Monteros, el anfitrión tucumano de estos cuartos de final de la Liga de Vóleibol Argentina (LVA), logró una épica clasificación a las semifinales del certamen tras dar vuelta la serie al mejor de tres enfrentamientos con River Plate y jugar durante seis horas, con una interrupción de apenas 18 entre el segundo y tercer encuentros, en el que terminó imponiéndose por un febril 3-2.

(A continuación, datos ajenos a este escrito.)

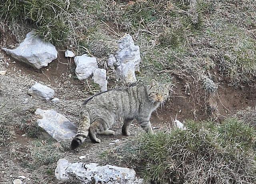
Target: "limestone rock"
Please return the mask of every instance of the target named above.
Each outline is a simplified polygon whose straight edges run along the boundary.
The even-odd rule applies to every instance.
[[[62,158],[58,161],[55,176],[59,180],[67,181],[72,178],[79,180],[83,184],[101,183],[108,184],[139,184],[143,180],[136,177],[132,169],[98,164],[76,162],[71,164]]]
[[[106,71],[102,68],[96,68],[93,70],[92,79],[94,82],[100,85],[101,91],[108,90],[108,81],[106,80]]]
[[[12,183],[13,184],[22,184],[22,182],[19,179],[16,179],[13,180]]]
[[[0,70],[0,75],[5,75],[6,73],[6,70]]]
[[[92,74],[93,70],[98,68],[96,58],[87,54],[75,57],[74,62],[76,65],[76,74],[80,80],[88,78]]]
[[[118,62],[114,56],[113,54],[110,54],[108,57],[108,66],[112,69],[114,70],[115,69],[115,66],[119,66],[120,63]]]
[[[67,50],[65,52],[65,57],[68,58],[73,58],[75,57],[76,55],[71,50]]]
[[[28,90],[28,94],[34,97],[49,100],[53,98],[54,91],[46,86],[38,83],[31,86]]]
[[[52,99],[51,100],[52,103],[54,103],[54,104],[58,104],[60,102],[60,99],[58,98],[54,98],[53,99]]]
[[[130,34],[126,34],[119,42],[119,50],[116,52],[115,58],[117,63],[133,63],[135,71],[140,71],[139,64],[141,61],[140,47],[135,45],[132,38]]]
[[[76,126],[55,110],[38,108],[35,114],[42,117],[38,119],[37,122],[38,126],[47,133],[44,135],[46,138],[51,137],[58,142],[70,142],[76,135]]]
[[[33,36],[33,32],[28,33],[24,41],[14,49],[2,49],[14,58],[40,69],[56,59],[58,52],[52,44],[44,42],[39,37]]]
[[[23,175],[19,176],[18,178],[21,179],[22,180],[25,180],[26,179],[26,176]]]
[[[133,83],[137,82],[135,71],[133,63],[122,63],[116,68],[116,74],[118,79],[126,83]]]

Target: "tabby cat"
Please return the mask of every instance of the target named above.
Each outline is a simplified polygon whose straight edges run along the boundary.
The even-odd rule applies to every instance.
[[[109,130],[115,121],[122,119],[122,133],[129,136],[129,128],[136,119],[146,132],[153,134],[149,119],[151,113],[167,99],[171,83],[158,83],[152,80],[148,85],[115,89],[94,95],[86,100],[81,109],[77,133],[71,148],[80,146],[89,136],[92,142],[100,142],[96,133],[114,135]]]

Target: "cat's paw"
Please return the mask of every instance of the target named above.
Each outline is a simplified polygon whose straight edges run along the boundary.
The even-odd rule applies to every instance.
[[[131,135],[131,134],[128,132],[122,132],[122,134],[124,136],[130,136]]]
[[[96,138],[95,140],[92,140],[92,142],[93,143],[100,143],[101,140],[100,140],[100,139]]]

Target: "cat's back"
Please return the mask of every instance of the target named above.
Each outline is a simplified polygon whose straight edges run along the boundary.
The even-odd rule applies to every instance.
[[[135,86],[118,88],[99,93],[87,98],[83,106],[97,108],[106,105],[116,106],[121,104],[129,103],[141,98],[144,93],[144,86]]]
[[[102,92],[87,98],[84,102],[84,107],[98,106],[103,104],[108,104],[113,102],[118,102],[120,98],[128,95],[127,88],[116,88]]]

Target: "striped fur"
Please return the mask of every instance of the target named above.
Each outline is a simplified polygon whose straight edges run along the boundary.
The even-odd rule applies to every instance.
[[[158,84],[152,80],[147,86],[116,89],[94,95],[86,100],[80,110],[78,128],[71,143],[74,149],[89,136],[100,143],[96,133],[114,135],[109,130],[116,121],[123,120],[123,135],[129,136],[130,126],[136,119],[149,134],[154,133],[150,122],[152,112],[167,99],[170,83]]]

La película noventista protagonizada por Ricardo Darín, “El mismo amor, la misma lluvia”, podría encajar perfectamente para encuadrar esta definición que encaminó a Monteros hacia las semifinales de la LVA tras vencer en el tercer cruce a River Plate por 3-2 con parciales de 21-25, 17-25, 25-23, 25-17 y 18-16.

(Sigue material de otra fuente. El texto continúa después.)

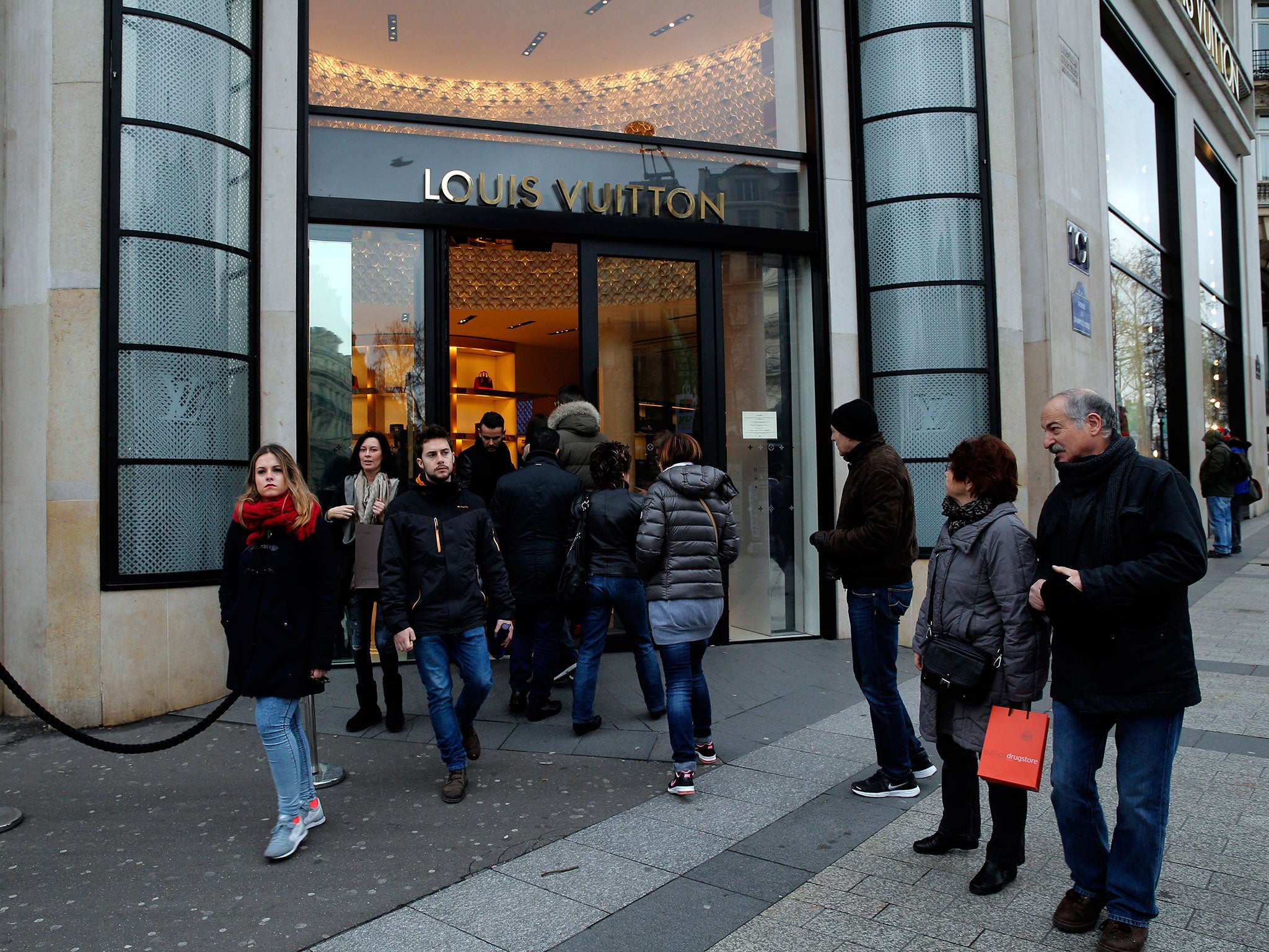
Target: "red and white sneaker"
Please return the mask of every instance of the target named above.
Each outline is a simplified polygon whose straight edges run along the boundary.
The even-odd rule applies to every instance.
[[[697,774],[693,770],[675,770],[674,779],[665,788],[666,793],[685,797],[697,792]]]

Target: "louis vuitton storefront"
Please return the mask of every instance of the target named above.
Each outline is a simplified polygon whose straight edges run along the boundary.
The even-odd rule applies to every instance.
[[[718,637],[819,635],[803,11],[703,4],[648,28],[607,3],[450,9],[350,24],[310,3],[312,481],[341,486],[365,429],[412,476],[425,420],[462,449],[487,410],[514,456],[580,383],[641,486],[665,430],[731,473],[744,548]]]

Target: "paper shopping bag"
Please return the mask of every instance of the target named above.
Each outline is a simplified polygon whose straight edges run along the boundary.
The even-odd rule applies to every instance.
[[[991,783],[1038,791],[1044,772],[1046,740],[1048,715],[992,707],[978,758],[978,776]]]

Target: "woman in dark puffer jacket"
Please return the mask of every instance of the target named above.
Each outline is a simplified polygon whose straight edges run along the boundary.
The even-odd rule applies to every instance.
[[[943,758],[943,819],[912,844],[917,853],[977,849],[978,754],[992,704],[1038,701],[1048,677],[1048,630],[1027,604],[1036,578],[1036,539],[1018,518],[1018,461],[996,437],[967,439],[947,468],[947,524],[930,553],[929,583],[916,621],[916,666],[931,636],[967,641],[999,655],[991,688],[977,703],[921,685],[921,734]],[[987,861],[970,881],[980,896],[999,892],[1024,859],[1027,791],[987,783],[991,842]]]
[[[674,748],[667,792],[695,793],[695,765],[718,760],[711,736],[709,687],[700,661],[722,617],[722,566],[740,555],[731,477],[700,465],[700,444],[675,433],[656,453],[661,475],[647,491],[636,557],[647,592],[652,641],[665,669]]]

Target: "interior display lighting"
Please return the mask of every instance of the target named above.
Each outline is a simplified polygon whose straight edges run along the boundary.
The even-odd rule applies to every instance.
[[[657,27],[651,33],[648,33],[648,36],[650,37],[659,37],[662,33],[665,33],[667,29],[674,29],[675,27],[679,27],[679,25],[687,23],[688,20],[692,19],[692,17],[693,17],[693,14],[685,13],[679,19],[676,19],[674,23],[666,23],[664,27]]]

La saga entre Monteros y River Plate bien podría calificarse de “interminable”, ya que luego del triunfo “millonario” del viernes empezó una lucha encarnizada que pasó por todos los estadíos, con horarios descontextualizados y partidos extendidos hasta límites inusuales.

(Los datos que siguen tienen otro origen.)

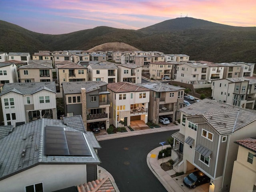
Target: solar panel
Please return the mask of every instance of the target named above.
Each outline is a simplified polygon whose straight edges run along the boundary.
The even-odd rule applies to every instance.
[[[45,154],[50,156],[91,156],[82,133],[46,126]]]

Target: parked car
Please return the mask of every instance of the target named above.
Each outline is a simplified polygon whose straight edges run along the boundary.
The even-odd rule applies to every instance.
[[[166,118],[163,117],[159,117],[159,122],[162,123],[162,124],[169,124],[170,121]]]
[[[184,100],[183,102],[184,102],[184,104],[185,104],[185,105],[186,105],[186,106],[188,106],[189,105],[191,105],[191,104],[189,103],[189,102],[188,102],[188,101],[186,101],[186,100]]]
[[[196,100],[196,98],[194,97],[193,96],[191,96],[191,95],[186,95],[184,96],[184,98],[188,99],[190,101],[194,101]]]
[[[100,129],[96,124],[92,124],[90,126],[90,128],[92,132],[94,133],[98,133],[100,132]]]
[[[184,184],[194,188],[202,184],[210,183],[210,178],[201,171],[191,173],[183,179]]]

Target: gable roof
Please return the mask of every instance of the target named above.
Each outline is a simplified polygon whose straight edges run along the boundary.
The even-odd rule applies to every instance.
[[[102,81],[89,81],[63,82],[62,84],[64,94],[73,94],[81,93],[81,88],[85,88],[86,92],[100,89],[108,83]]]
[[[6,83],[4,84],[0,96],[11,92],[22,95],[31,95],[43,90],[56,93],[55,82],[53,81],[31,83]]]
[[[150,89],[147,88],[128,82],[109,83],[107,86],[107,87],[116,93],[150,91]]]
[[[92,140],[97,142],[92,133],[82,134],[90,149],[91,156],[54,157],[45,155],[46,126],[62,127],[65,131],[81,132],[73,128],[72,124],[70,124],[68,126],[62,120],[42,118],[14,128],[12,133],[0,140],[0,162],[2,163],[0,180],[42,164],[99,164],[100,161],[90,142]]]
[[[180,109],[186,117],[203,117],[220,134],[228,134],[256,122],[256,111],[204,99]],[[248,117],[250,117],[248,118]]]

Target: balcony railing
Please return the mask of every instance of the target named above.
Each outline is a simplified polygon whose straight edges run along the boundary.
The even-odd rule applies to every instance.
[[[100,114],[89,114],[87,115],[86,119],[87,120],[92,119],[102,119],[108,117],[108,114],[101,113]]]

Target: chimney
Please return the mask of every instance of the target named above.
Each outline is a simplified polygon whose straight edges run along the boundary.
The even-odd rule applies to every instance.
[[[81,88],[82,94],[82,118],[83,119],[84,128],[87,131],[87,119],[86,114],[86,90],[85,88]]]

La historia empezó pasado un cuarto de hora de la medianoche del domingo, cuando una intensa lluvia repiqueteaba sobre el estadio del anfitrión Monteros, que co-organizó estos cuartos de final de la LVA con Tucumán de Gimnasia, que se clasificó por primera vez a semifinales en tres participaciones en el certamen y en esta próxima instancia tendrá que cruzarse nada menos que con el multicampeón Ciudad Voley.
Con interrupciones por doquier a raíz de algunas gotas que caían sobre la cancha desde la ventilación del techo del gimnasio del equipo monterizo, el segundo partido de estos cuartos de final finalizó pasadas las 3 de la madrugada de este mismo lunes con victoria de los locales por 3-0.
Esto obligó entonces a un desempate para este mismo día, apenas 18 horas más tarde, en el mismo escenario de adentro y con la misma lluvia afuera.

Y en ese contexto .River arrancó con todo, buscando recuperar los conseguido el viernes, por lo que pudo ponerse dos sets arriba que parecían encaminarlo a la otra semifinal en la que esperaba UPCN San Juan.
Pero el destino quería otra cosa, que todo se prolongara indefinidamente, y entonces Monteros empezó a construir el camino de la recuperación, ganando los dos sets siguientes y forzando el tie break.
Y como nada podía ser “normal”, ese quinto set no iba a definirse con un equipo llegando a los 15 puntos, sino con sucesivos empates hasta que finalmente Monteros terminó imponiéndose por 18 a 16, para una celebración llena de emoción tras otras tres horas de competencia, seis en un tercio del día.